I did my undergrad in London and then moved to Oxford for masters. I used to shuttle between London and Singapore as I used to train with the Singaporean basketball team. In the UK, people were always surprised to learn that I am a sportsperson due to them having the notion that Asians are hardworking and corporate career oriented.
I always stood out because I looked so different from everyone else on the team whenever we travelled for games. I experienced this in many places, and I think it isn’t idea because it reflects the common portrayal by mass media of Asians as sidekicks. This mono dimensional projection easily translates to their perspective in life. The sport really helped me integrate and assimilate because of the nature of team sports.
I started working at a basketball start-up with the sole intention of spreading the love for the game. It is a content delivery service which assists players in the UK with their scholarship applications and to gain greater visibility. In candid conversations with friends, I realised that Asians are perceived as people who do not contribute to the community and there is a negative reaction to their absence in the social setting. During the London Olympics in 2012, I noticed that the commentator was explaining the rules of the game to spectators before the games began and this was very new for me. Before the COVID pandemic, basketball was even one of the fastest growing sports in London!
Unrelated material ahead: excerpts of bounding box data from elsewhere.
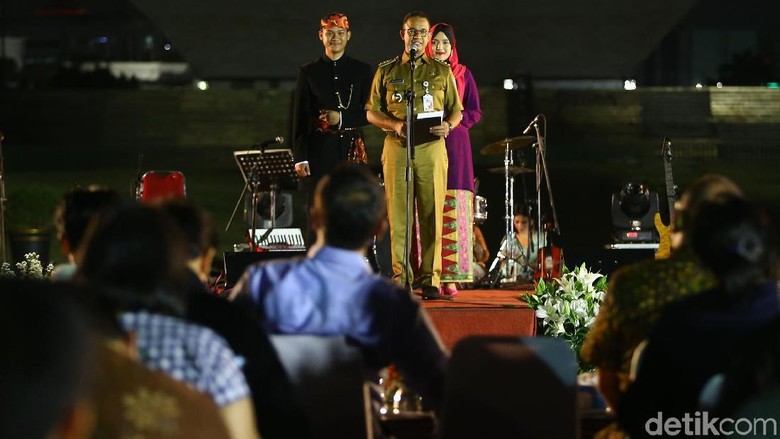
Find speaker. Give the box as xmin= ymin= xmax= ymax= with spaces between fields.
xmin=223 ymin=249 xmax=306 ymax=288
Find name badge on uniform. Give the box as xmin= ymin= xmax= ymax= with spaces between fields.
xmin=423 ymin=81 xmax=433 ymax=113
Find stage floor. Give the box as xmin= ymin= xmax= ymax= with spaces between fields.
xmin=418 ymin=284 xmax=536 ymax=350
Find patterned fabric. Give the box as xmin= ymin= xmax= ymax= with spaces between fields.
xmin=347 ymin=130 xmax=368 ymax=165
xmin=581 ymin=249 xmax=717 ymax=395
xmin=121 ymin=311 xmax=250 ymax=407
xmin=441 ymin=189 xmax=474 ymax=282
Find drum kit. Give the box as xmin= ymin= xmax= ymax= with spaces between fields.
xmin=475 ymin=114 xmax=560 ymax=286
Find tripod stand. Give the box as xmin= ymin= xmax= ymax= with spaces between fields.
xmin=225 ymin=149 xmax=298 ymax=250
xmin=480 ymin=136 xmax=535 ymax=287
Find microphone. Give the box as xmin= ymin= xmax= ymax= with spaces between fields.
xmin=523 ymin=114 xmax=540 ymax=135
xmin=409 ymin=43 xmax=420 ymax=59
xmin=257 ymin=136 xmax=284 ymax=149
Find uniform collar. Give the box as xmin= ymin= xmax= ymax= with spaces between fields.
xmin=401 ymin=52 xmax=431 ymax=66
xmin=320 ymin=53 xmax=347 ymax=64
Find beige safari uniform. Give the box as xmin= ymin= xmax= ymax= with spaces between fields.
xmin=366 ymin=53 xmax=463 ymax=286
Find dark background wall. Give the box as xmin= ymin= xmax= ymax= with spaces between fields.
xmin=0 ymin=87 xmax=780 ymax=264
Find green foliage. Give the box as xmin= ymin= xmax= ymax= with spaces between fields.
xmin=521 ymin=264 xmax=607 ymax=372
xmin=6 ymin=185 xmax=61 ymax=229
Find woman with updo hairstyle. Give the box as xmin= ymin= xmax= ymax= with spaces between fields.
xmin=76 ymin=202 xmax=259 ymax=439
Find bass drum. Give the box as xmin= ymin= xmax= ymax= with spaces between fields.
xmin=474 ymin=195 xmax=487 ymax=225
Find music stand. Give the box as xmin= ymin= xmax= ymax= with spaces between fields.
xmin=225 ymin=149 xmax=298 ymax=249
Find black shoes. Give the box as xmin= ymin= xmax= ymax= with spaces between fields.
xmin=422 ymin=285 xmax=452 ymax=300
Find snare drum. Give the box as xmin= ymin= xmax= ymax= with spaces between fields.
xmin=474 ymin=195 xmax=487 ymax=225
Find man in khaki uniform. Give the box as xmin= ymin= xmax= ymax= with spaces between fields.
xmin=366 ymin=11 xmax=463 ymax=299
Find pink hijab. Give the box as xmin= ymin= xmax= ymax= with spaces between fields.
xmin=425 ymin=23 xmax=466 ymax=102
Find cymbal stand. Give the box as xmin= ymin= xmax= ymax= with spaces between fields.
xmin=504 ymin=139 xmax=515 ymax=266
xmin=532 ymin=114 xmax=561 ymax=246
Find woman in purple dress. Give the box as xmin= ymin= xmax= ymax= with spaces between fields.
xmin=425 ymin=23 xmax=482 ymax=295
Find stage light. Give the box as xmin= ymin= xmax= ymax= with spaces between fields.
xmin=612 ymin=182 xmax=658 ymax=243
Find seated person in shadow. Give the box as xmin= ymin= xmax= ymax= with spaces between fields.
xmin=232 ymin=164 xmax=447 ymax=408
xmin=66 ymin=283 xmax=230 ymax=439
xmin=161 ymin=199 xmax=311 ymax=439
xmin=618 ymin=196 xmax=780 ymax=438
xmin=489 ymin=204 xmax=547 ymax=283
xmin=75 ymin=202 xmax=259 ymax=439
xmin=0 ymin=278 xmax=95 ymax=439
xmin=581 ymin=174 xmax=741 ymax=420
Our start-up is based in Coventry because most of our team members are from the Coventry Bible. I am currently practicing law, but I do see basketball as an integral part of my life. I met with a legal counsel of the NBA in London 2 years ago and he was very inspiring. I am hoping to build my experience and eventually break into the legal work for the NBA or the basketball industry.
Like most Asian parents, my parents were quite resistant as to alternative career paths that were not considered safe. As a kid when I had to skip 4 weeks of school to participate in the Hong Kong Basketball Tournament in Hong Kong, they were not happy at all.
I think if you do something you really want to do something, and it keeps you happy, things will generally work out. I acknowledge my privilege, about not having to worry about finances when I provide that perspective. Success to me is not letting anyone call you back and being the best version, you can be regardless of how many things you have on your plate.
I believe one should explore and exploit all talents that they have. It is common in Asian culture to keep to yourself and be conservative about it. People should give others the benefit of doubt and welcome new inputs and insights. By respecting one’s individuality, we can derive strength and grow ourselves.